18. On the age of the victim, there was no doubt she was below 18 years. She was therefore a child and any sexual activity with her whether consensual or not amounted to defilement. The three ingredients of the offence of defilement were therefore proved. As this issue has been specifically raised as a ground of appeal, we shall address it further. We note that the appellant’s complaint seems to be with the victim’s “exact age”. This Court has settled the issue of how a victim’s age may be established. To start with, it bears repeating that for purposes of the Sexual Offences Act the relevant age is the “apparent age” and not the “exact age”. This Court has stated time without number that the best person to ascertain a child’s age is the mother. In this case the victim said she was 16 years at the time the incident took place. Her parents testified and corroborated that evidence. The P3 form which the appellant does not seem to have any issue with gave the victim’s age as 16 years. Even the age assessment, which though challenged by the appellant, was admitted by the two courts below set the victim’s age as 16 years. There is therefore no doubt that the victim was a child.

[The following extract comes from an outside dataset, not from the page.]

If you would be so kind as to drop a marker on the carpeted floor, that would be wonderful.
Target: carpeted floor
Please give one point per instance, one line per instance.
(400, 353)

19. On the issue of the appellant’s defence not being considered, we find that the two courts below considered the same. The substance of appellant’s defence was on how he was arrested and how he had refused to settle the matter with the victim’s parents. He said he did not commit the offence but both court’s below found his defence did not displace or cast any doubt on the prosecution’s evidence. Considering an accused persons defense does not necessarily mean agreeing with it or believing it. The fact that the two courts below did not believe the appellant’s defence does not mean they did not consider it. We find that the two courts below considered the appellant’s defence and ruled on the same. That ground of appeal also fails like all the others.
20. From the foregoing, it is clear that the charge against the appellant was proved beyond reasonable doubt as required by law. The concurrent findings by the two courts below cannot be faulted. We find this appeal devoid of merit and dismiss it accordingly.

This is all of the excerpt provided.